Berechnete Messwerte sind „künstliche“ Metriken für Google Analytics, die mithilfe von bereits vorhandenen Messzahlen – wie etwa der Absprungrate –, mathematischen Operatoren und Zahlen berechnet werden. Sie sind nach ihrer Erstellung u. a. in benutzerdefinierten Berichten in der Software verfügbar, aber auch mithilfe eines API-Abrufs aus anderen Tools heraus abrufbar.
Ein Beispiel: Die Metriken „Umsatz“ und „Sitzungen“ sind in Google Analytics verfügbar. Wer jedoch gerne eine Maßzahl hätte, die „Durchschnittlicher Umsatz pro Sitzung“ lautet, welche es so nicht in dem Webanalyse-Tool gibt, kann diese mit den berechneten Messwerten schnell selber erzeugen.

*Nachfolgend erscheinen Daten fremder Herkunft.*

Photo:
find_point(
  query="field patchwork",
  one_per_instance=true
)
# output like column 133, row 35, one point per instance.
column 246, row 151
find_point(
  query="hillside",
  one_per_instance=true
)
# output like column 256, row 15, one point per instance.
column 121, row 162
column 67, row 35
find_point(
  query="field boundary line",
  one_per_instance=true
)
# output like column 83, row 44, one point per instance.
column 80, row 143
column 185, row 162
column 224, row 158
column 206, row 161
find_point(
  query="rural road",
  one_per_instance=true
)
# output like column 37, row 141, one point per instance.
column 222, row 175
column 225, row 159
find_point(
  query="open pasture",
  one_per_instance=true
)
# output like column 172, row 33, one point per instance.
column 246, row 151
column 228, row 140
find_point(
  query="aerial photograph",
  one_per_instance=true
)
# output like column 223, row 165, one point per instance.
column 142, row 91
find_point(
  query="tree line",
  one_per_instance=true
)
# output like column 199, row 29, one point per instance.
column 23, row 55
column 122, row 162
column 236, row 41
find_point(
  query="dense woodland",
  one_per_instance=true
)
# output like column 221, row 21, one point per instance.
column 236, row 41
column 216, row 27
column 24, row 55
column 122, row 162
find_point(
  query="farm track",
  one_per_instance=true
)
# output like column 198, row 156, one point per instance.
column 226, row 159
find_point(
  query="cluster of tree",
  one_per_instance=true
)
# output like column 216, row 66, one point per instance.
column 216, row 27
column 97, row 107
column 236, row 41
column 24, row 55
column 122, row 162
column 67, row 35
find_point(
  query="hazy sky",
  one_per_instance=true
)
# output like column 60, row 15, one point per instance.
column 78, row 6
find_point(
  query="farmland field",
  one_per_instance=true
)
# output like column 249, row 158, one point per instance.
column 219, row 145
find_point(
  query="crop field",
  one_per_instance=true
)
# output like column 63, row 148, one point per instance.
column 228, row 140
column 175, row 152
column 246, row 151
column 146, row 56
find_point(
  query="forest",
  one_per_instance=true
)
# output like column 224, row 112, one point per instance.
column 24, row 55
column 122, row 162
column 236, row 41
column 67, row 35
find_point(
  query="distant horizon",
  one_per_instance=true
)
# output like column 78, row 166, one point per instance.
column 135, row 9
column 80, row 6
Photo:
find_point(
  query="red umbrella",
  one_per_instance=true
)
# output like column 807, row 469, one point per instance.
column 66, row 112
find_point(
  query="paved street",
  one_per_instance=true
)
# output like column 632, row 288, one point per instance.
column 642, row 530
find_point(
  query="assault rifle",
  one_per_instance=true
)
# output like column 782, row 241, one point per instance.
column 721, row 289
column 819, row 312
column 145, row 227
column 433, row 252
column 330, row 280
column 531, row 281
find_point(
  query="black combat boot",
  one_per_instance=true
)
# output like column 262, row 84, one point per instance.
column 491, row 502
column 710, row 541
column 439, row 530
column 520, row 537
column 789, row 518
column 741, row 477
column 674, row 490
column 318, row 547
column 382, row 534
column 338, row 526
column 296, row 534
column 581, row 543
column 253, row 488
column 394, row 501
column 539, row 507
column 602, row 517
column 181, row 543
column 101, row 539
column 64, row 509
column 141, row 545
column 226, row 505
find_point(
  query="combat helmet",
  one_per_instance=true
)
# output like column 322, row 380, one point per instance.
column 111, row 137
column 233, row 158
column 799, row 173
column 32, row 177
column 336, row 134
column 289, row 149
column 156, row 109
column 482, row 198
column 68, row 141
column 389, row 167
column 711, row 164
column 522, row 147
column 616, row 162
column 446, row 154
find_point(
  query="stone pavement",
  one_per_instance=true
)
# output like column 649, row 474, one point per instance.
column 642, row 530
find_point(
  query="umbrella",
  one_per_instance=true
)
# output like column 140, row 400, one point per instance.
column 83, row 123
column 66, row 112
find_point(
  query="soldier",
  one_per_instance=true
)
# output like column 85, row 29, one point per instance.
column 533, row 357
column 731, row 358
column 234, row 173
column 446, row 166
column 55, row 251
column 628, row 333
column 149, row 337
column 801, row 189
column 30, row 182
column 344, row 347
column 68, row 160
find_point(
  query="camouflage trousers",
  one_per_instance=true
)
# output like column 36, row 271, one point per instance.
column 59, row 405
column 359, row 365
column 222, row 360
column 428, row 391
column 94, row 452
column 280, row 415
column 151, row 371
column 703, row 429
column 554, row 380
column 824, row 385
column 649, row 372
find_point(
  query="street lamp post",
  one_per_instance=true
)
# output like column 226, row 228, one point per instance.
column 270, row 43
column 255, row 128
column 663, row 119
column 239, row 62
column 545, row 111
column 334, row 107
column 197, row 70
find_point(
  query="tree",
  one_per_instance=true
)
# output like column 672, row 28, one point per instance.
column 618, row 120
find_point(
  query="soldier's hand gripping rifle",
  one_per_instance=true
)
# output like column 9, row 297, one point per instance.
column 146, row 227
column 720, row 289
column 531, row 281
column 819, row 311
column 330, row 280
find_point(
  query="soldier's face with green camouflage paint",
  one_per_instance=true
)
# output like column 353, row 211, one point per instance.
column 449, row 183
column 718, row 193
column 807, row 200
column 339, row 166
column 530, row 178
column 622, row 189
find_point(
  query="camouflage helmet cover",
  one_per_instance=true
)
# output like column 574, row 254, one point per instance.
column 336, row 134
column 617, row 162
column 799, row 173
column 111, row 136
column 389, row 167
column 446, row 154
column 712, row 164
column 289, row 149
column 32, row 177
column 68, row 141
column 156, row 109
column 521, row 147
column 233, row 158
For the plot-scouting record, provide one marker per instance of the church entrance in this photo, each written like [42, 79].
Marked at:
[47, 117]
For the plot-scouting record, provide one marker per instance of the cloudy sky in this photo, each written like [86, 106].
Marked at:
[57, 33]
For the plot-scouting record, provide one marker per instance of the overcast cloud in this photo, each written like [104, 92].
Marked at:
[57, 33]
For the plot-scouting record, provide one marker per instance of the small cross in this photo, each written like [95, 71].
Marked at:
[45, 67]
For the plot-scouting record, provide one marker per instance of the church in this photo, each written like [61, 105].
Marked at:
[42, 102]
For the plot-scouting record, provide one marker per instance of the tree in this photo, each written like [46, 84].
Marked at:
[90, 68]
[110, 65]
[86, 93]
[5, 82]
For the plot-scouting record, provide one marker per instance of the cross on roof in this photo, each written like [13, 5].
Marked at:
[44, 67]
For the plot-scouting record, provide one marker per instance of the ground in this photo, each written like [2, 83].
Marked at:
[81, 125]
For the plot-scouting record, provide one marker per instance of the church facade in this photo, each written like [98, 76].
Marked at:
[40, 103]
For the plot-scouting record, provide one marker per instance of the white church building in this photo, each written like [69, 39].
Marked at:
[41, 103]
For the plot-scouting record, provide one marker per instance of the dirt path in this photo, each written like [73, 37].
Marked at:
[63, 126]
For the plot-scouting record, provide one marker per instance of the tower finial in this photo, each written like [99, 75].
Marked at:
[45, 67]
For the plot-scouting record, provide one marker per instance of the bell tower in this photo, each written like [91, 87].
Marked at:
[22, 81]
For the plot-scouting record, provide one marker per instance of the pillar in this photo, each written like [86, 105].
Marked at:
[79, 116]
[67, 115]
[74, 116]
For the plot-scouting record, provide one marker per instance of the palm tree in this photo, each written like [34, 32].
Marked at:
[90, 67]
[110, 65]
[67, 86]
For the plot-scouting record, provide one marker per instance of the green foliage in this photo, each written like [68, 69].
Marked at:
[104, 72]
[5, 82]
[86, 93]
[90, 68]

Unterscheidung zu benutzerdefinierten Metriken
Weiter oben wurde bereits auf einen Unterschied zu den benutzerdefinierten Metriken hingewiesen. Während „berechnete Messwerte“ in Google Analytics aus verschiedenen anderen Metriken, Zahlen und Operatoren wie „+“, „-“, „*“ und „/“ erstellt werden und einen neuen Einblick geben können, werden die so genannten „benutzerdefinierten Messwerte“ oder auch „benutzerdefinierten Metriken“ von „außen“ definiert. Entweder sie werden bereits im Quellcode der Website selber an Google Analytics übergeben oder mithilfe eines zwischengeschalteten Tag-Management-Systems. Damit Analytics mit ihnen etwas anfangen kann, müssen sie zuvor in der Konto-Verwaltung angelegt und aktiviert werden.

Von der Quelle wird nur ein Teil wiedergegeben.